Author: Melvyn Stokes
If film noir requires a femme fatale, then is Gilda (1946) a film noir or not? Why did the censors never comment on the obviously gay relationship between Johnny and Ballin? What does Put the Blame on Mame really mean? And what does the transformation of Margarita Cansino from Spanish/Latin American dancer into American movie star Rita Hayworth have to do with anything?
Melvyn Stokes’ lively essay about Gilda’s casting, production and politics answers all these questions and more. Stokes examines the financial and political motivations behind Gilda’s Argentine setting and the film’s own evolution, from a star vehicle (for Rita Hayworth) released to a luke-warm critical reception, to a much-studied and much-loved bona fide classic.
Along the way, Stokes takes in the peripheral, off-camera events that informed the film’s mood and performances. For example, Hayworth had to take a day off – just one – when the collapse of her marriage to Orson Welles was announced, and this no doubt affected her performance as an entertainer trapped in a crumbling relationship with an ambitious egotist.
The film’s publicity machine tapped into the way that gender roles were slowly beginning to shift in the wake of the Second World War.
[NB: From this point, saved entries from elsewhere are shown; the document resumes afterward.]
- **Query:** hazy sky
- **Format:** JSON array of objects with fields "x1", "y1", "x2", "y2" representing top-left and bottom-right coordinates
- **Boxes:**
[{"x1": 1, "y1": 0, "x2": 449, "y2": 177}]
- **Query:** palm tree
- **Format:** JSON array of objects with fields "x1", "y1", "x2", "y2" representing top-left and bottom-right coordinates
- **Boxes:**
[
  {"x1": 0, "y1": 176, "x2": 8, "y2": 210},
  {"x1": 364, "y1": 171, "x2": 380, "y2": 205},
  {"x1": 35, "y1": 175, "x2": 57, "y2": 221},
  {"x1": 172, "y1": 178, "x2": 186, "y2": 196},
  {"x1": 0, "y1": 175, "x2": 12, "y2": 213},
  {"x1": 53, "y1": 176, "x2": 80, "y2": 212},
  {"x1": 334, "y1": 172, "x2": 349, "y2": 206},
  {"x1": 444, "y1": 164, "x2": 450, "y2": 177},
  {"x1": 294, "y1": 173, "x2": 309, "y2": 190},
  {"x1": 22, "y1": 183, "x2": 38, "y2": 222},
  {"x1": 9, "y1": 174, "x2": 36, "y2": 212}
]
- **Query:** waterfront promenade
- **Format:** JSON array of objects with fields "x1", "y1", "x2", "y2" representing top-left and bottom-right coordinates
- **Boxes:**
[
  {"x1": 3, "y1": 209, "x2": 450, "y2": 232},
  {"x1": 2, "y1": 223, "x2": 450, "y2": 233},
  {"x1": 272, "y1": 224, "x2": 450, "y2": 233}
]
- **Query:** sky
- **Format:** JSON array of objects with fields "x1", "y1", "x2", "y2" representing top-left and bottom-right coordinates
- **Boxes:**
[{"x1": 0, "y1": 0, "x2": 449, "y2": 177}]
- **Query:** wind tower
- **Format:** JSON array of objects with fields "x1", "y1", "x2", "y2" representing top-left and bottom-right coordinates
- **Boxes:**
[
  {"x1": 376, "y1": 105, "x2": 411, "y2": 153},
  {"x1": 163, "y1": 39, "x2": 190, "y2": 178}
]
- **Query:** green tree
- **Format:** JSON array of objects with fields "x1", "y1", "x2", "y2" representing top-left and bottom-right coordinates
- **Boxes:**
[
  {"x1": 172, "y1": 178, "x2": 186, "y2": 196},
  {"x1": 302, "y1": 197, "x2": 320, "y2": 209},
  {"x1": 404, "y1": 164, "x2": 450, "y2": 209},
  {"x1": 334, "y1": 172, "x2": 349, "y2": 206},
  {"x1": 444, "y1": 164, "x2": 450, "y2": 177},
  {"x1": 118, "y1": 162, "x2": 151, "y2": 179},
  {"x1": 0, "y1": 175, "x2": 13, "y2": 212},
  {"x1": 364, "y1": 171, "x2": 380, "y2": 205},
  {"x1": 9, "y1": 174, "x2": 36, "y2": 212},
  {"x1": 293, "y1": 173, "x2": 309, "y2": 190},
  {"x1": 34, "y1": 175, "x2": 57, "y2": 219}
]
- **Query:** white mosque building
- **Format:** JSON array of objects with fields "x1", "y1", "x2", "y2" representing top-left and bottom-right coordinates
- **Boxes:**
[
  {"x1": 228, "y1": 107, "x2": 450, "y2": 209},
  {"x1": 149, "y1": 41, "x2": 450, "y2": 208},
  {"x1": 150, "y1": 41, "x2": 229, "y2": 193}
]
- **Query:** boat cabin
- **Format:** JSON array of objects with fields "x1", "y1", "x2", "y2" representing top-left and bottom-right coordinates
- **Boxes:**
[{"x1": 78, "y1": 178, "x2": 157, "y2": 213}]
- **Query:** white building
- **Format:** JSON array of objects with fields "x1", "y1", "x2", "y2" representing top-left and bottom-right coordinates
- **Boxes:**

In particular, for every publicity still released showing Hayworth grovelling at Glenn Ford’s feet, there is another one depicting Ford on his knees before Hayworth.
There’s a lot of other background context provided here – social, political, psychological (specifically the influence of Freudianism), feminist and racial – but Stokes’ great control of his material means that this always adds to, rather than detracts from, his discussion of the film.
Those hoping for a fresh insight or radically new interpretation of Gilda will not find much to satisfy them here – Stokes raises the intriguing argument that if Gilda is indeed a film noir, then the necessary femme fatale role is inhabited not by Gilda herself but by Johnny and his de-stabilised masculinity, but he does not explore this in any great depth and quickly moves on.
That said, this is still highly recommended to fans of classic cinema.